Ich hatte das miese Gefühl, dass ich zwei Stunden hier verbringen könnte und nicht viel aus ihr herausbekommen würde. Versuchen würde ich es dennoch, auch wenn mein superkurzer Geduldsfaden jetzt schon stark gespannt war.

,,Oh wow. Hast du diese Definition von Kidipedia übernommen?"

,,Ich bevorzuge das Klexikon."

Ich ahnte es. Es könnte noch Stunden so weitergehen. Oder auch nicht, weil ich vorher vermutlich die Geduld verlor und das Gefängnis in Brand setzte.
,,Jetzt hör mir mal zu." Ich trat noch näher ans Gitter, aber sie wich nicht zurück. ,,Ich krieg diese Informationen irgendwie aus dir raus, glaub mir. Es liegt ganz an dir, auf welche Art und Weise."

,,Oh, aus mir wirst du nicht viel herausbekommen, Hadessohn. Ich sterbe lieber, als meine Leute zu verraten."

Ich glaubte ihr irgendwie. Ihre eisblauen Augen sahen mich noch immer furchtlos an, was ich ihr gegen meinen Willen hoch anrechnete.

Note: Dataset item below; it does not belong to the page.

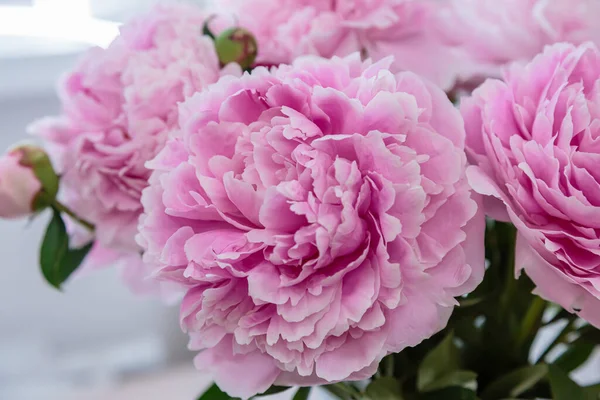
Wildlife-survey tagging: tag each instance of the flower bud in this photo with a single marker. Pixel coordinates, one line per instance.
(28, 182)
(236, 45)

Selbst der Wächter vor den Zellen hatte Schiss vor mir und ihm hatte ich noch nie gedroht, ihn bei lebendigem Leib zu rösten.

,,Es gibt schlimmere Dinge als den Tod, Lysanna."
Vielleicht sollte ich es einfach mal mit einer anderen Herangehensweise versuchen. ,,Interessantes Tattoo hast du da übrigens."

Lysanna sah auf ihren Arm und anschließend wieder zu mir, woraufhin ihr Grinsen breiter wurde. ,,Das ist das Zeichen der Rebellion. Willst du mal anfassen?"

Mein inneres Kleinkind wollte unbedingt ihr Tattoo anfassen. Ich streckte den Arm aus und berührte mit den Fingerspitzen die rot leuchtende Tinte. Augenblicklich blitze es, ich bekam eine gewischt und wich ungläubig zurück. Das Tattoo leuchtete noch einmal auf, bis es schließlich wieder erlosch.
,,Was zum Hades..."

Lysanna lächelte und tätschelte die Rose auf ihrem Oberarm. ,,Jedes Mitglied der Rebellion trägt dieses Zeichen auf der Haut. Die Tinte enthält Anteile vom Blut unseres Anführers und kann nur von Leuten berührt werden, die das Zeichen ebenfalls tragen- willst du eine Ratestunde machen, wer unser Anführer ist?"
Ich konnte immer noch nicht glauben, dass ich gerade von einem dämlichen Tattoo elektrogeschockt worden war. Das waren zu viele Infos auf einmal, die mein Hirn verarbeiten musste.

,,Eine Mikrowelle, möglicherweise?", brummte ich.

,,Fast. Ich gebe dir einen Tipp, weil ich so gnädig bin. Die griechische Mutation aus Thor und Odin wäre..."

,,Zeus", ergänzte ich. Das Oberhaupt aller Götter als Anführer einer Rebellion gegen was auch immer? Nein, eher nicht.

,,Doch nicht Zeus, Dummerchen. Sein Sprössling." Sie schlug sich die Hand vor den Mund. ,,Oh, fuck."
Zeus hatte einen Sohn? Ich war mir zwar nicht zu hundert Prozent sicher, wie viele olympische Halbgötter es wirklich gab und von welchen Göttern sie abstammten, aber ich wüsste es, wenn Zeus einen halbgöttlichen Sohn gezeugt hätte- es sei denn es sollte niemand wissen... Es war verrückt, aber es würde Sinn ergeben. Mit ‚stärker als du es bist' hatte Tyche den Vasanistenanführer beschrieben und wer außer einem Gott konnte stärker als ich sein? Zeus' Sohn, der Sohn des Mächtigsten aller Götter. Heilige Scheiße.

,,Zeus' Sohn ist ein Vasanist", stellte ich fest, ,,deshalb durfte niemand wissen, dass er einen Sohn hat."

Lysanna biss sich auf die Lippe und schwieg. Zeus' Sohn... er war also der große Unbekannte.
,,Na bitte, geht doch. Ich danke dir, Lysanna."

Ich ließ sie zurück und lief zurück zum Eingang, der nach wie vor von dem Typen bewacht wurde. ,,Macht sie transportbereit", wies ich ihn im vorbeigehen an, ,,ich werde sie mitnehmen." Ich drehte mich nochmal um. ,,Es ist mir egal, ob du das darfst oder nicht, wenn jemand ein Problem damit hat, soll er zu mir kommen."